Sometimes the products of one field are used to create new approaches to old problems in another field. Large scale models of gross domestic product can be mated to global models of climate change. Studies of art are often integrated with historical treatises. Bringing products of one field into another seems most common when theoretical developments from one field are used in new application fields. Whole sets of findings from cognitive and social psychology are the bases of much research and practice in marketing. There is great fluidity among anthropology, political science, sociology in transferring findings from one field to another.
When we reflect on these three types of importation, one sees the value of multiple fields. The various fields in a university can be considered different ways of thinking, leading to different ways of knowing. The joy of combining approaches from multiple fields is often that adding multiple ways of thinking to the same problem unlocks understanding impossible to achieve with only one. Whether a new imported tool to an old problem, a concept well-elaborated in another field, or a finding from another field, such combinations often yield insights.
This blog post underscores why the new school of health would benefit from being a more inclusive and interdisciplinary focus, which has received a great deal of support from the faculty across the university.

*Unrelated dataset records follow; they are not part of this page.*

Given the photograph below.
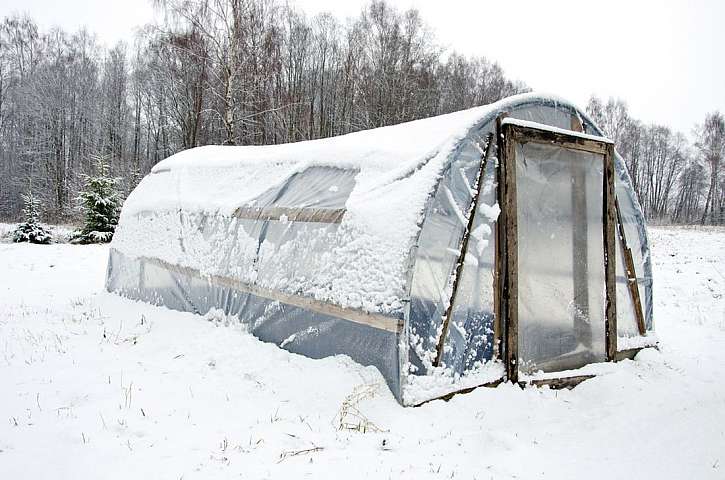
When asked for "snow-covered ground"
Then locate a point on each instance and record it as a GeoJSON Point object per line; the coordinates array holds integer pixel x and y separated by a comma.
{"type": "Point", "coordinates": [95, 386]}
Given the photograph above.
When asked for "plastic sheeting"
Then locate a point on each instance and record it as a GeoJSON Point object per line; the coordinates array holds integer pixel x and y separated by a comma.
{"type": "Point", "coordinates": [560, 258]}
{"type": "Point", "coordinates": [276, 273]}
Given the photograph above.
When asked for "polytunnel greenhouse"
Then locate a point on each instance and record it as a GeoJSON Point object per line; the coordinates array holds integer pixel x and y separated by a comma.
{"type": "Point", "coordinates": [450, 252]}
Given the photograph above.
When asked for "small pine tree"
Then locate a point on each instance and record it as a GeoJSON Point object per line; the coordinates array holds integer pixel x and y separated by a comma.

We are lucky that interdisciplinary work combining the humanities and the sciences in a single mind is rich at Georgetown in the history of science [Profs. Degroot, Higuchi, D. Collins, Afinogenov, and others); history of medicine [Prof. Benedict and others]; philosophy of science or medicine [Prof. Fleishman, Huebner, Kukla, Mattingly, and others]; anthropology of science or medicine [Bickford, Mendenhall, Krupar, and others]; history of the environment [McNeill, Degroot, Higuchi, Newfield (joint appt in Hist & Bio) and others]; and other studies combining the humanities and sciences in departments such as English and Theology. There’s enough talent at Georgetown to have a thriving, innovative Science Studies Program. We already have a pioneering program–Science, Technology, and International Affairs– whose purpose it is to communicate expert knowledge in the sciences to policy makers and other interested parties. I hope the new interdisciplinary building carves out a large space for humanist-guided studies of science, technology, medicine, and the environment, an effort that could build on and amplify current inclinations and achievements.
In philosophy, the reference should be to Prof. Fleisher, not Fleishman.
And, among other interdisciplinary programs at the interface of the sciences and humanities at Georgetown, there’s the cross-campus Interdisciplinary Program in Cognitive Science (directed by Prof. Newport), and the various environmental sciences initiatives. One can scarcely do research any longer without being interdisciplinary. Interdisciplinarity is ubiquitous at Georgetown, and justifiably so.
A great summary of all the work that is already going on in this field on campus. I fully support a call for a grouping of Science Studies colleagues in the humanities
As an alum with 3 legacy grads i am so proud of these efforts. How about adding a link to one of these cross disciplinary papers to bring to life your comments?